A house on the 3000 block of West 24th Anenue, first listed at near $4.5-million six months ago, sold on April 15 for $3.35-million.
Fresh statistics from the Greater Vancouver Real Estate Board show the number of sales on the west side is down by nearly 40 per cent for the first four months of the year. Only a third of the nearly 400 homes listed in April have sold – one of the lowest rates in the region.
Realtors say the slowdown appears to have resulted from a combination of tighter lending practices by local banks, which now want proof of income to service large mortgages, more restrictions on how much capital can be taken out of China, and fewer immigrants.
“Banks are now requiring borrowers to disclose incomes and assets before mortgages are approved, as of the last six weeks,” said west-side realtor Marty Pospischil, who specializes in selling single-family homes owned by long-term residents. Last year, he says 90 per cent of his 100 house sales were to “offshore buyers” – people not living here yet, who flew in to buy. This year, it’s less than a tenth of that. “We’re now seeing a 50-per-cent collapse rate in deals, when it’s usually more like 5 per cent,” he said.
He and other realtors are saying the west-side slowdown is a good thing because the short-lived boom, which prompted local owners to start listing at increasingly inflated prices, was unrealistic and unhealthy.
“I always thought that market was not sustainable. Every local person was juiced out of the market. The average household income on the west side doesn’t support those prices,” said Andrew Hasman, who specializes in single-family homes on the west side.
Prominent condo marketer Bob Rennie said the high-end house prices in west-side Vancouver were so out of line with the rest of the region and country that it was skewing people’s perceptions of real-estate increases, not just in Metro Vancouver, but in all of Canada.
“In 2010, reports were saying real estate went up 8.9 per cent in Canada. But if you took out Vancouver, it only went up 4.3 per cent,” he said.
The spike in west-side house prices the last two years has provoked intense media coverage – with one Bloomberg News story in late May headlined, Chinese Spreading Wealth Make Vancouver Homes Pricier Than NYC – and debate among residents, politicians and commentators both here and abroad.
Much of it was attributed to “mainland Chinese” buyers, although no one had hard overall numbers to support that. Nor could anyone say whether that group might be 100 or 1,000 people, or whether they were truly offshore investors or immigrants.
But that didn’t stop arguments about the need to limit foreign ownership or to tax speculation to prevent the nebulous phenomenon.
A number of realtors said early signs started appearing six months ago that the market was slowing down, but the difference really appeared in early March.
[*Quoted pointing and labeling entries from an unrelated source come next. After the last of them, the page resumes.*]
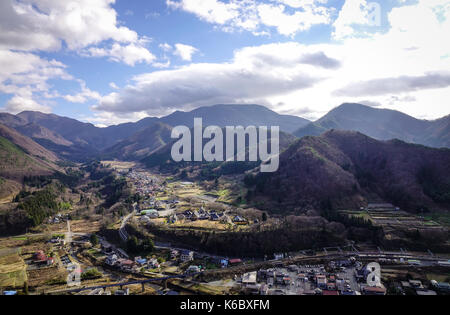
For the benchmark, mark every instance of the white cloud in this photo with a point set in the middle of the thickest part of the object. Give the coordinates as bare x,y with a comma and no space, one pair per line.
85,95
83,26
129,54
290,24
185,52
25,24
403,68
254,74
354,14
257,16
25,75
113,86
20,103
43,25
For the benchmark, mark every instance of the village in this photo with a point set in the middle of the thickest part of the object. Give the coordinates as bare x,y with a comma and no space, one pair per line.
104,266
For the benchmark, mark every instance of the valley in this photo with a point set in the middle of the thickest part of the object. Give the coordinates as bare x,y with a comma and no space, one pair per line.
127,219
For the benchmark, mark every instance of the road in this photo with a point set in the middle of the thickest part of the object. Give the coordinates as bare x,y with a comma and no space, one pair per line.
122,231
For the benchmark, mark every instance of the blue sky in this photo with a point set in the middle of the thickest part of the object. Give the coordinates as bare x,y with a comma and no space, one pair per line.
109,62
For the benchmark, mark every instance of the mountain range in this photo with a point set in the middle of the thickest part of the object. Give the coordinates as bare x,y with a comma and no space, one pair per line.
346,169
353,154
20,156
381,124
76,140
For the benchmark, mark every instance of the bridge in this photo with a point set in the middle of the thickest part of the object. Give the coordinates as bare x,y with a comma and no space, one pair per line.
123,284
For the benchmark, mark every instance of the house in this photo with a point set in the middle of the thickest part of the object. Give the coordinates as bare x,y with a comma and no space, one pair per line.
224,263
424,292
151,213
235,261
42,259
441,286
249,278
287,281
186,255
331,286
174,254
327,292
106,248
240,220
278,256
111,260
416,284
122,292
374,290
321,282
140,261
214,217
193,270
125,264
264,289
153,263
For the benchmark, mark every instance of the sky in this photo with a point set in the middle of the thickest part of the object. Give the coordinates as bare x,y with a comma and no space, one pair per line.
114,61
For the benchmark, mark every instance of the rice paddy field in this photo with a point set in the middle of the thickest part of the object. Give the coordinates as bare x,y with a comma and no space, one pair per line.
13,270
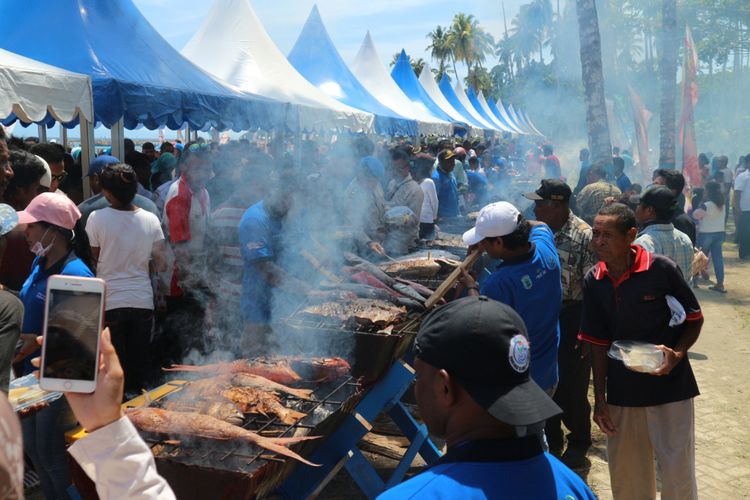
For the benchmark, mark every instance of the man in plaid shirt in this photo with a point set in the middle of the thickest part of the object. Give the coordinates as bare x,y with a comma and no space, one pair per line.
654,213
573,241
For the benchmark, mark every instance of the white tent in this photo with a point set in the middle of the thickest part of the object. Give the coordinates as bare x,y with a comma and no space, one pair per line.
464,100
31,89
487,111
233,45
371,73
430,86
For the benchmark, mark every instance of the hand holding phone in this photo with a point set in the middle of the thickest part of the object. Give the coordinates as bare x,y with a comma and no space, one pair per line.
103,407
73,317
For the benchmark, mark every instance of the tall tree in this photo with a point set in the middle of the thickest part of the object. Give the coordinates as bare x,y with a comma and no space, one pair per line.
668,84
592,75
440,50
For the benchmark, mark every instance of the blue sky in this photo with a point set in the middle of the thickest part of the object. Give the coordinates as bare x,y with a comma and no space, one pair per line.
393,24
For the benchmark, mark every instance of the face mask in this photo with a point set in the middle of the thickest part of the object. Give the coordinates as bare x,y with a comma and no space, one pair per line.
37,248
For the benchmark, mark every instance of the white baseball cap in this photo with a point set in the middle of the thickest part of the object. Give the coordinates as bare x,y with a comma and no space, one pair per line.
495,219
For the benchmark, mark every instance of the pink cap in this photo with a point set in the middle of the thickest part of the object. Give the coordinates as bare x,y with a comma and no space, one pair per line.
52,208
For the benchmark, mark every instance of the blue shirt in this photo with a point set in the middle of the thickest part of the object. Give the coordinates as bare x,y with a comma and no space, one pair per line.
623,182
33,293
485,472
447,190
256,232
532,285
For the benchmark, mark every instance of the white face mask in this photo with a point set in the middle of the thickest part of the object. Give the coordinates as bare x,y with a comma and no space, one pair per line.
37,248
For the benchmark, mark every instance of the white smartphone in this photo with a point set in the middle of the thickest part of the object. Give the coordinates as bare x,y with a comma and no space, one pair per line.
73,319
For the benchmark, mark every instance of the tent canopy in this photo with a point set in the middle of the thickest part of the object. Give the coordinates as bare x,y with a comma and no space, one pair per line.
316,58
371,73
34,92
480,106
428,84
136,75
464,100
233,45
403,75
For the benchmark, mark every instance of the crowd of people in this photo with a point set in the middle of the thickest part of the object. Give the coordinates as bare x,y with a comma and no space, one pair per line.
204,247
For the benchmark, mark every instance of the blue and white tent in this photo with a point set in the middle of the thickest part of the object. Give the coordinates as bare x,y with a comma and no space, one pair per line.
316,58
136,75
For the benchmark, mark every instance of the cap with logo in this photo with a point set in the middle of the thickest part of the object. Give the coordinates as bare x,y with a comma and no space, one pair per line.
52,208
483,345
551,189
496,219
97,164
446,154
659,197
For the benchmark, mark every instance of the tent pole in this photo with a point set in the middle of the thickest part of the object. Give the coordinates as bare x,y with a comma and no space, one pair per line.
118,140
64,137
87,152
42,133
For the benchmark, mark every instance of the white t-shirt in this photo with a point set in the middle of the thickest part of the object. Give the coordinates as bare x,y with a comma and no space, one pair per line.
711,219
125,240
742,184
430,203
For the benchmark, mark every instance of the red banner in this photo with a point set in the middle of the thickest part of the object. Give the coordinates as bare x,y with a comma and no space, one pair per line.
690,167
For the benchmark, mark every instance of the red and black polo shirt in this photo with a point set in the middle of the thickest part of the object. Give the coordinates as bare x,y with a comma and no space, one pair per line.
634,307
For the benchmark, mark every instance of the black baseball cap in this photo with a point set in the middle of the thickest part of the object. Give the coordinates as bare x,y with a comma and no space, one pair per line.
659,197
484,346
551,189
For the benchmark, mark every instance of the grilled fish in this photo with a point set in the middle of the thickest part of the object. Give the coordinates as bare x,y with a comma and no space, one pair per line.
371,314
194,424
278,371
225,411
258,382
250,400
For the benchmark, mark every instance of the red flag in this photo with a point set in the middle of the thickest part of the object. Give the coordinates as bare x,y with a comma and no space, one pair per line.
690,168
641,119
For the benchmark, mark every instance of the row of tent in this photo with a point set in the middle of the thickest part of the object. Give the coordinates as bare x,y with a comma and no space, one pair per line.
110,66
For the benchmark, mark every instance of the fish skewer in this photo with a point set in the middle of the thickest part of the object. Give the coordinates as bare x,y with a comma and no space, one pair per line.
250,400
278,371
168,422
There is usually a surge of buying in Vancouver around Chinese New Year, as visitors from China come to see family or friends in the city and often make decisions to buy.
This year, the buying spree after Chinese New Year was much smaller, and house sales have slowed in March and April instead of the typical pattern of accelerating into spring.
Jean Zhang, with Sutton Group, said her clients, who tend to be immigrants looking to settle here permanently, are waiting longer to make offers.
“A few months ago, people were thinking, ‘I have to get in right away,’ ” she said. “Now, they see there are lots of choices. And they are giving lowball bids. They want to have good bargains in this market.”